Avant l'arrivée de Suffocation, le death se limitait à une brutalité simpliste, à savoir des structures prévisibles, sans imagination, répétitives et rapidement ennuyantes. Le genre était encore loin d'être aussi populaire qu'il le serait dans les années à venir. Avec "Effigy Of The Forgotten", Suffocation allie une brutalité sans concession avec une technicité bluffante et y ajoute des breaks impressionnants de lourdeur.
Les morceaux sont truffés de changements de tempo (toutes les 20 secondes), on voyage entre du rapide (le début énorme de "Infecting The Crypts" notamment, "Reincremation"), du mid-tempo, et des breaks lents, très lourds (celui de "Habitual Infamy" est un des meilleurs). Suffocation excelle à la fois dans les nombreuses accélérations où les blasts font la loi et qui transforment un pit en enfer (rha ce "Mass Obliteration", le génialissime "Seeds Of The Suffering"), et les ralentissements de tempos où les riffs lents et oppressants sont un vrai régal (citons entre autres "Liege Of Inveracity", le mythique "Effigy Of The Forgotten", "Seeds Of The Suffering"...). Il est difficile de faire ressortir un titre en particulier tant tous sont vraiment excellents. Rien n'est à jeter, les musiciens sont impressionnants de maîtrise (et ce n'est que le premier album rendez-vous compte!). Les multiples riffs que nous balancent Doug Cerrito et Terrance Hobbs et dont les morceaux regorgent sont aussi jouissifs les uns que les autres. Les soli sont bizarres, complexes, rapides, destructurés, chaotiques, souvent torturés avec le vibrato (le meilleur étant selon moi celui de "Seeds Of The Suffering"). La basse de Josh Barohn joue aussi son rôle, s'affirme et ne se cache pas derrière les guitares (le début de la chanson éponyme, le break de "Infecting The Crypts" sur fond de pelletage), renforçant ainsi la lourdeur des breaks. Et que dire de Mike Smith, le batteur infatiguable, qui nous assène ses blasts dévastateurs et nous harcèle avec sa double-pédale qui fait des merveilles sur les passages ultra-lourds. Gloire aussi au charismatique chanteur Frank Mullen et sa voix sur-gutturale (qui évoluera plus tard pour devenir cette voix étouffée caractéristique du groupe). Suffocation porte décidément bien son nom: il ne laisse jamais l'auditeur respirer, mais comme on est un peu maso on en redemande! L'album nous plonge dans une atmosphère oppressante très bien rendue de laquelle il est difficile de s'extirper.

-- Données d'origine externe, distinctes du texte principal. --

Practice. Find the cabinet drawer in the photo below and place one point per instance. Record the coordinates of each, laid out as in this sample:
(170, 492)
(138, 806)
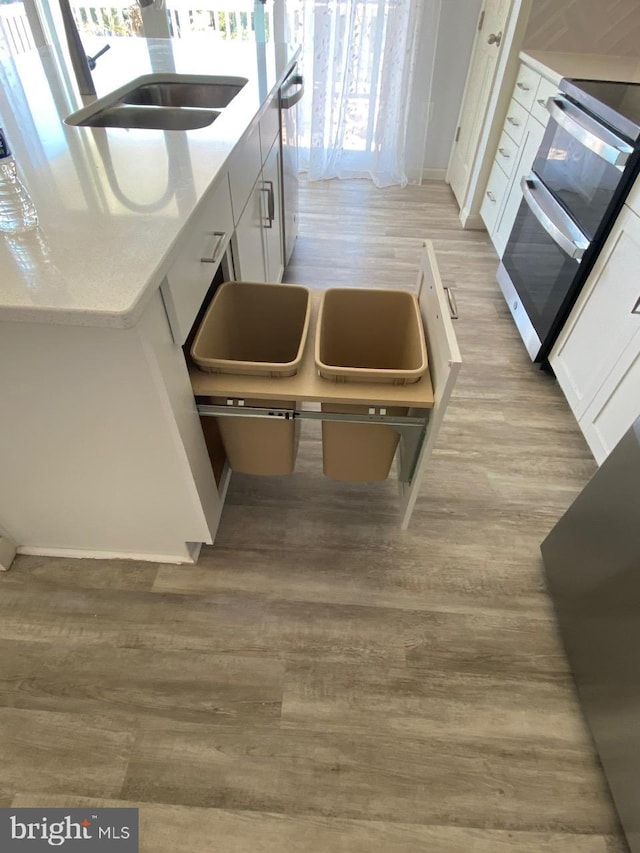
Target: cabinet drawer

La complexité des morceaux les rend cependant difficilement assimilables. Plusieurs écoutes sont nécessaires pour digérer ce déluge de riffs, de blasts, de changements de rythme et pour apprécier la musique de Suffocation à sa juste valeur. Mais une fois qu'on y est, je vous garantis que vous ne pourrez plus vous en passez.
Finalement, le seul défaut de cet album reste la production. N'oubliez pas qu'il est sorti en 1991, il y a déjà 14 ans et le son a pris quelques rides. Les compos se trouvent ainsi un peu desservies par cette petite faiblesse mais rien de grave, "Effigy Of The Forgotten" reste complètement audible, surtout que Roadrunner l'a réédité en 2003.
Prouvant avec brio qu'on peut jouer une musique à la fois extrêmement brutale et technique, Suffocation a tout de suite fait la différence. "Effigy Of The Forgotten" reste une référence pour beaucoup et le groupe est cité par de nombreux combos comme influence majeure (Dying Fetus en tête). Mais qui dit précurseur dit également suiveurs. Une nouvelle scène va ainsi rapidement émerger, s'essayant à la recette new-yorkaise. Maintes fois copié mais jamais égalé, c'est ce qu'on appelle un groupe culte.
P.S.: à noter que c'est George "Corpsegrinder" Fisher de Monstrosity (Cannibal Corpse aujourd'hui) qui fait les backing vocals sur "Reincremation" et "Mass Obliteration"!